As it became more widely used, it also became increasingly complex. Alongside the “standard” logarithmic scale, the slide rule was supplemented with many other calculations, such as calculations for sine, square roots, and exponentials.
Front and back of the Keuffel & Esser 4081-3 slide rule, which, in addition to calculating many more functions, features a slider on top for easier visibility of numbers.
In addition to calculating common operations, some special types of slide rules with specific scales were designed for specific calculations. For example, they were used to convert between different units of measurement, calculate bank loans, perform engineering calculations, and even a complete flight measure used for calculations related to aviation. There were also circular and cylindrical slide rules.
A technician on a British bomber is using a slide rule to calculate the aircraft’s fuel consumption, October 1941.

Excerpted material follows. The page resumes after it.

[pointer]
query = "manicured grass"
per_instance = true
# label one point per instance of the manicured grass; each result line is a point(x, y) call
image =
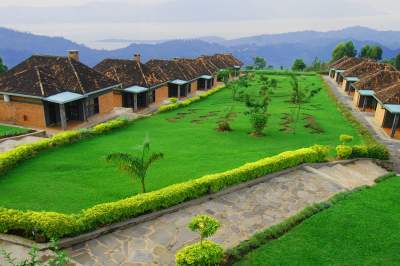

Although regarded as an advanced tool for centuries and even used in the invention of numerous other mechanical calculating tools, the rapid development of digital computers with their superior computational abilities has made these slide rules increasingly difficult to find a place in modern use.
In fact, as early as 1972, an article lamented the death blow from electronic computers that led to the near disappearance of slide rules: “When an engineer or scientist needs a quick answer to a problem involving many multiplications, divisions, or complex functions, he often turns to his slide rule. However, before long, that loyal stick will have to retire. Now, a pocket electronic calculator can provide answers more easily, quickly, and accurately.“
Image marking the end of the slide rule era: An IBM computer advertisement from 1951 promoting that each computer could replace 150 engineers using slide rules.
The emergence of electronic computers, followed by digital computers, marked the end of a significant chapter in the history of science and humanity – a period lasting over 300 years that relied on a simple calculating tool for groundbreaking discoveries that changed the course of world history.